La nouvelle étude sur les sans-abri ou sans chez soi en wallonie
Alice Bernard a mis en avant la nouvelle étude faisant état de 19 000 personnes en situation de sans-abrisme ou d’absence de chez soi en Wallonie, dont 4 713 enfants, et a dénoncé l’écart entre ces chiffres et les engagements de la Déclaration de politique régionale, en particulier l’objectif de 3 000 nouveaux logements publics. Elle a estimé que les dispositifs d’urgence et Housing First ne suffisent pas sans une augmentation préalable du parc de logements, et a critiqué la faiblesse des réalisations en matière de logements publics. Dans l’extrait transmis, aucune réponse de la ministre Morreale n’apparaît.
L’accès au logement et l’avenir du chèque-habitat
Les intervenants ont souligné la difficulté croissante d’accès à la propriété, en particulier pour les jeunes primoacquéreurs, en raison notamment des exigences d’apport personnel et du niveau des prix. Ils ont interrogé le ministre sur les contours du futur plan Logement, sur l’avenir du chèque-habitat et sur l’éventuelle réaffectation de ses 300 à 400 millions d’euros annuels vers des mesures plus ciblées, comme le relèvement de la quotité exemptée, le soutien aux communes ou des mécanismes tels que le bail réel solidaire. Le ministre a rappelé les dispositifs existants — prêts sociaux, relèvement de la quotité exemptée et maintien du chèque-habitat — tout en laissant entendre qu’une réforme plus efficace et mieux ciblée devait être envisagée.
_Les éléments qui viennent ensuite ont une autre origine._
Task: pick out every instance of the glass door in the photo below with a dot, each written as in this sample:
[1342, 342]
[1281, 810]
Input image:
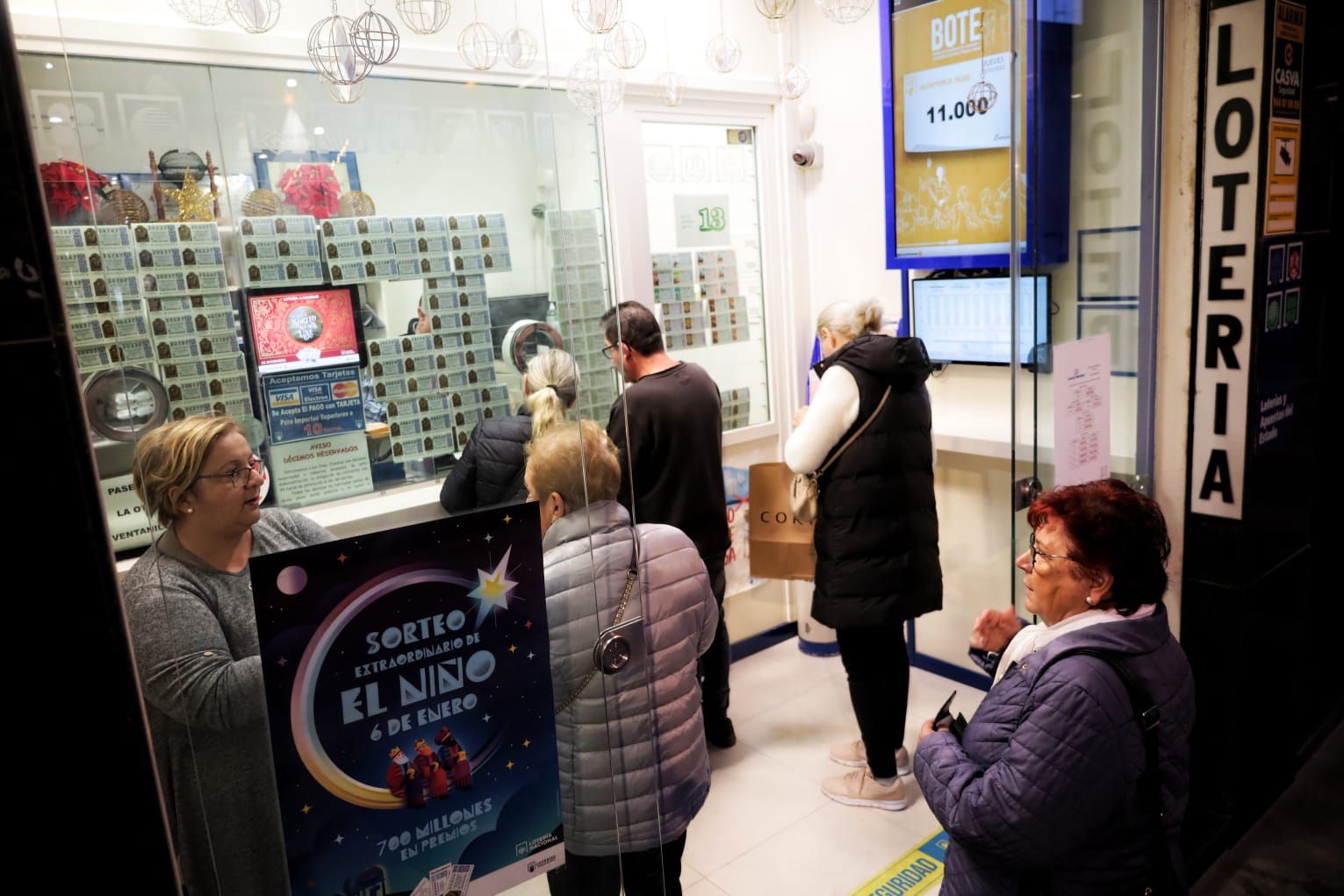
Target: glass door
[1078, 162]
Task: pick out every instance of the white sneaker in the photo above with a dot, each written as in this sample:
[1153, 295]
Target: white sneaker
[853, 756]
[859, 789]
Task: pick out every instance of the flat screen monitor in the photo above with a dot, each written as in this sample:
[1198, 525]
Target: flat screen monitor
[967, 320]
[301, 329]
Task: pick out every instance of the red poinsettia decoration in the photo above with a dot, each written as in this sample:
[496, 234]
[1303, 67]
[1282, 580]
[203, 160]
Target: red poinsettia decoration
[312, 190]
[70, 189]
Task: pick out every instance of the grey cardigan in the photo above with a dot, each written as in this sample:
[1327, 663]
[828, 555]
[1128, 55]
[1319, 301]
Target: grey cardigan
[630, 747]
[198, 655]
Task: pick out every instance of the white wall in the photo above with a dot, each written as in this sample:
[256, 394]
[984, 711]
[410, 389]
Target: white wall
[845, 242]
[562, 40]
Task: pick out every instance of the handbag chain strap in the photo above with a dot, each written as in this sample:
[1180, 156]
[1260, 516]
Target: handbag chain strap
[857, 434]
[632, 575]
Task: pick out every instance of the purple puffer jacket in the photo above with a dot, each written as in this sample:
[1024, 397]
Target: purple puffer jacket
[1045, 781]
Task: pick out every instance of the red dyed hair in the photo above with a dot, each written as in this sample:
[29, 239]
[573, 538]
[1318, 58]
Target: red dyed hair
[1116, 529]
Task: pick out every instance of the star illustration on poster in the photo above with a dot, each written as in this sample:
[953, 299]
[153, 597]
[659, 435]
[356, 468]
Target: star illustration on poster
[493, 589]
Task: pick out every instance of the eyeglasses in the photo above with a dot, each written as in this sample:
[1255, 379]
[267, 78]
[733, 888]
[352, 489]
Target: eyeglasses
[240, 476]
[1034, 552]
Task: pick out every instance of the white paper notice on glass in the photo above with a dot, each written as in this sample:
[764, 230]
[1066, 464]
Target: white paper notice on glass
[1082, 410]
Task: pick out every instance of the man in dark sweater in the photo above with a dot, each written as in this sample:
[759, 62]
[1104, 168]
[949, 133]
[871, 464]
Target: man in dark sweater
[667, 426]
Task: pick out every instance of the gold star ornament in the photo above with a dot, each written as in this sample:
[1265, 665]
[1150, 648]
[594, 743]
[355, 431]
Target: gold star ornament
[192, 203]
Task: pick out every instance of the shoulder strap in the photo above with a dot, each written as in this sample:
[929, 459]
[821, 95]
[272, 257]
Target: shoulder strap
[857, 434]
[632, 575]
[518, 483]
[1151, 781]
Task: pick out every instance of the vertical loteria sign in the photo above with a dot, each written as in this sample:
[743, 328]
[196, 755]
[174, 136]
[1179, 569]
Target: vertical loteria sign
[1226, 265]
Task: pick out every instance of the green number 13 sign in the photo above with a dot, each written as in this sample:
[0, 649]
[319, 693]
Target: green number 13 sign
[713, 219]
[701, 219]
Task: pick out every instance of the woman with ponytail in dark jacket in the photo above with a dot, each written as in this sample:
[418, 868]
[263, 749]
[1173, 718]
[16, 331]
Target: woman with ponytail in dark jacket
[491, 468]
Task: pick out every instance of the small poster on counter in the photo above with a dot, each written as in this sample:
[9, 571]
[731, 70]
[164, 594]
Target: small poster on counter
[303, 329]
[1082, 410]
[321, 469]
[311, 403]
[128, 524]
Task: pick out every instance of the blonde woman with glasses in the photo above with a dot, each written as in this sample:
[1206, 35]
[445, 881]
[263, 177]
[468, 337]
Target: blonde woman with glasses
[189, 604]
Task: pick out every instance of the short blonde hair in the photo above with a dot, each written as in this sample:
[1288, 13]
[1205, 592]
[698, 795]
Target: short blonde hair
[581, 468]
[851, 321]
[171, 457]
[553, 386]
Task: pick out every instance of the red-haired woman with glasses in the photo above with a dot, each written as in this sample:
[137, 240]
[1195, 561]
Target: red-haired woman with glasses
[189, 602]
[1073, 774]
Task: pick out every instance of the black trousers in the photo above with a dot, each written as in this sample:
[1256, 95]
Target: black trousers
[878, 668]
[650, 872]
[714, 663]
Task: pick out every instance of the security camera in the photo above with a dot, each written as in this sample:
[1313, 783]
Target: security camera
[808, 154]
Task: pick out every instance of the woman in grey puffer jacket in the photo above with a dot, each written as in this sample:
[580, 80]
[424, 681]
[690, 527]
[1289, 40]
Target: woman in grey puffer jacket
[1042, 792]
[635, 769]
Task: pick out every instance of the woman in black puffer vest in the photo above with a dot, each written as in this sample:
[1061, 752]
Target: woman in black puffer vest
[491, 468]
[875, 534]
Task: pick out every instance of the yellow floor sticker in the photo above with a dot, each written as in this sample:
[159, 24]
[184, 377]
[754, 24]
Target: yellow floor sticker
[916, 872]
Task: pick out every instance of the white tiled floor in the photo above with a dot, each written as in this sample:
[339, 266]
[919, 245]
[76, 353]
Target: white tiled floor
[766, 827]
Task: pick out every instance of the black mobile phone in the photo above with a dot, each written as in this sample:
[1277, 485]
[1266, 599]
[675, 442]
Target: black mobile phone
[945, 713]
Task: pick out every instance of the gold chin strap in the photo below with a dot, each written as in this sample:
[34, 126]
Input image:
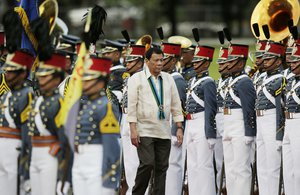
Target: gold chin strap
[3, 85]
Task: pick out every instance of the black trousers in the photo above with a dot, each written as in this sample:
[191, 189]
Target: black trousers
[154, 155]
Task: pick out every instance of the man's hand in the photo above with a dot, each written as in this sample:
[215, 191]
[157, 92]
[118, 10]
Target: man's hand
[249, 140]
[211, 143]
[179, 135]
[135, 138]
[62, 190]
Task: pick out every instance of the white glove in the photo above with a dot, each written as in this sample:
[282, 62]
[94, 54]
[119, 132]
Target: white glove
[211, 143]
[27, 186]
[65, 189]
[249, 140]
[279, 145]
[58, 188]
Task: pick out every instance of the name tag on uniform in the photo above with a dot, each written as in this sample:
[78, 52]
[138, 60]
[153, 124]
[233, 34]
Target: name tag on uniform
[259, 112]
[227, 111]
[289, 115]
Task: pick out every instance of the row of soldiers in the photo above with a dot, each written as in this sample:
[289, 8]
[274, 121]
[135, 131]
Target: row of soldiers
[223, 121]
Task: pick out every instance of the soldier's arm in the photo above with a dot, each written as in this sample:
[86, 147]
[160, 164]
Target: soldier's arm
[280, 118]
[176, 108]
[132, 99]
[110, 130]
[247, 95]
[210, 106]
[25, 155]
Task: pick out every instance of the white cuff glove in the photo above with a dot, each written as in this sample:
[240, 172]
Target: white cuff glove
[65, 189]
[211, 143]
[58, 188]
[279, 145]
[27, 186]
[249, 140]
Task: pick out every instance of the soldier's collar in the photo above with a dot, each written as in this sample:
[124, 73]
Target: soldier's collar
[117, 63]
[101, 93]
[20, 86]
[201, 75]
[273, 72]
[236, 74]
[50, 93]
[225, 76]
[187, 66]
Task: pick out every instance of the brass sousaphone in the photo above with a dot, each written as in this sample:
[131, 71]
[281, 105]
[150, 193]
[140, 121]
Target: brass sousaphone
[49, 10]
[276, 14]
[145, 40]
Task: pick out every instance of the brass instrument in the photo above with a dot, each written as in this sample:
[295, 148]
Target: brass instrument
[49, 10]
[183, 41]
[276, 14]
[145, 40]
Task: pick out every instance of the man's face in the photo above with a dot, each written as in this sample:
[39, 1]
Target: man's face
[259, 63]
[223, 68]
[295, 67]
[201, 66]
[271, 63]
[114, 56]
[186, 57]
[91, 87]
[14, 78]
[155, 63]
[169, 63]
[48, 82]
[134, 66]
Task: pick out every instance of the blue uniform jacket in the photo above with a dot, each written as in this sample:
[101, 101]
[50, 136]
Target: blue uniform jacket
[245, 91]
Il a également été question du rapport parlementaire sur la réforme immobilière, dont les conclusions et recommandations ont été jugées utiles pour nourrir la réflexion.
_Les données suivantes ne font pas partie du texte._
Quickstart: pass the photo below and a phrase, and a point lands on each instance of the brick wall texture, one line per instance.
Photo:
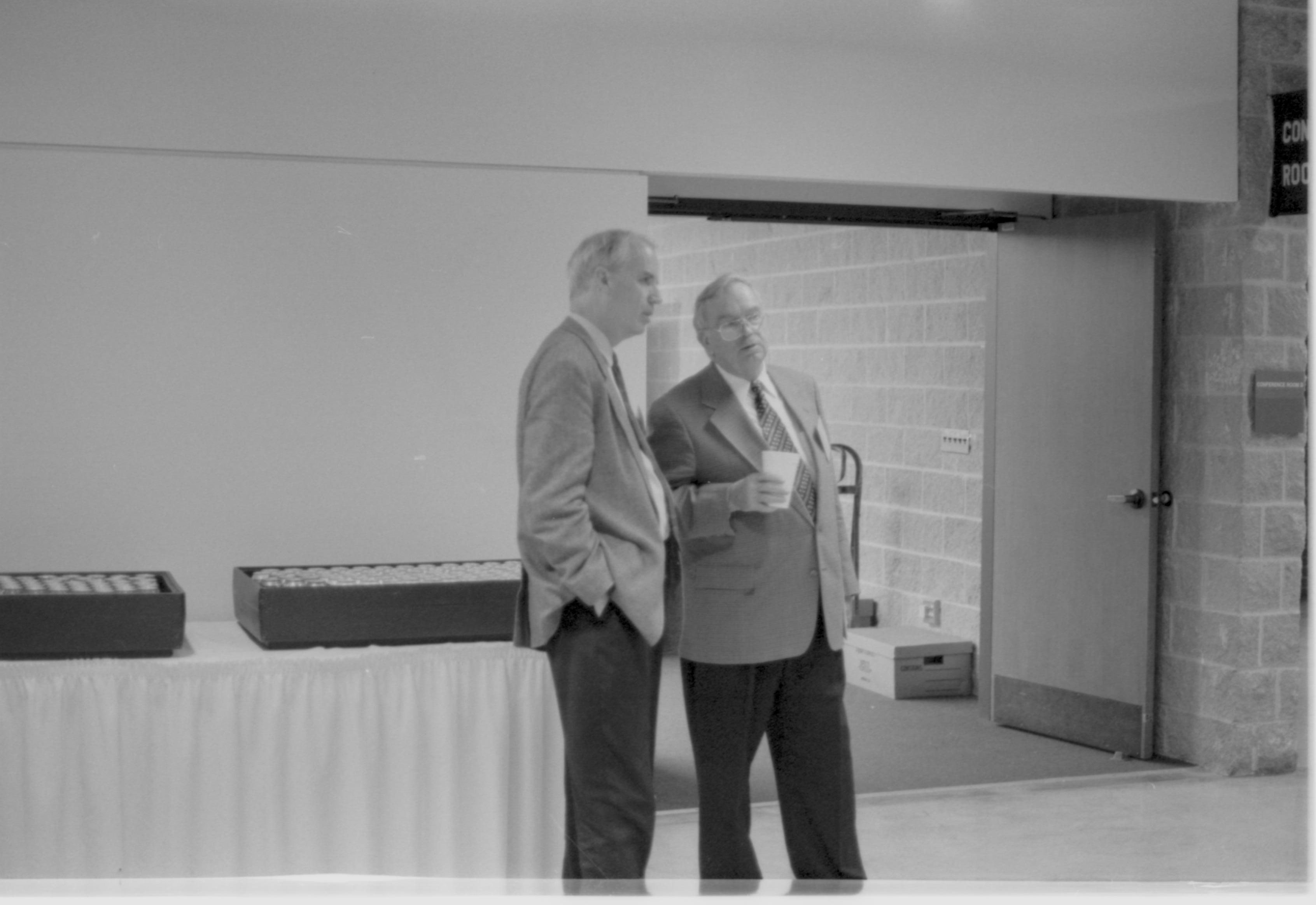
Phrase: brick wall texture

L’adéquation entre la taille des logements publics et la composition du ménage
Yves Evrard a relevé, à partir d’un rapport du CEHD, le vieillissement important des locataires de logements publics, la diminution du parc entre 2006 et 2021 et la difficulté à faire coïncider la taille des logements avec celle des ménages. Il a interrogé le ministre sur les mécanismes permettant d’adapter la composition du logement au cours de la vie, sur l’accès à un meilleur « ascenseur social » et sur le suivi des conditions d’occupation, en lien aussi avec la fraude sociale. Le ministre a indiqué avoir déjà mobilisé d’importants moyens pour accroître l’offre, tandis qu’Evrard a plaidé pour un monitoring plus régulier et une actualisation des critères afin de mieux répondre à la demande et aux besoins.
Les résultats de l’enquête solidaris sur le logement
Le questionneur a dénoncé la hausse très forte des loyers en Wallonie, en citant plusieurs exemples à Mons, Liège et Namur, et a estimé que la politique du Gouvernement ne répondait pas aux difficultés d’accès au logement pour les jeunes travailleurs et les ménages en formation. Il a plaidé pour des mesures plus contraignantes sur les loyers, en reprochant au PS d’avoir rejeté une grille obligatoire. Le ministre a évoqué les instruments déjà mis en place, notamment les investissements en rénovation et la grille indicatrice ou incitative des loyers, tout en défendant l’action du Gouvernement face aux critiques sur son efficacité.
L’accès à la propriété pour les jeunes
Nicolas Tzanetatos a souligné la difficulté croissante pour les jeunes d’accéder à la propriété en raison de la hausse des prix immobiliers et de la charge fiscale, en citant une étude montrant qu’une majorité de 21 à 35 ans estime cet objectif quasi impossible. Il a proposé plusieurs pistes, dont un allègement fiscal, des prêts plus avantageux via les sociétés de crédit social et un accès facilité à la propriété dans le logement public. Le ministre a répondu en ouvrant la porte à l’examen de ces leviers, notamment l’amélioration des conditions de crédit et l’utilisation du logement public comme outil de mixité et d’accès progressif à la propriété.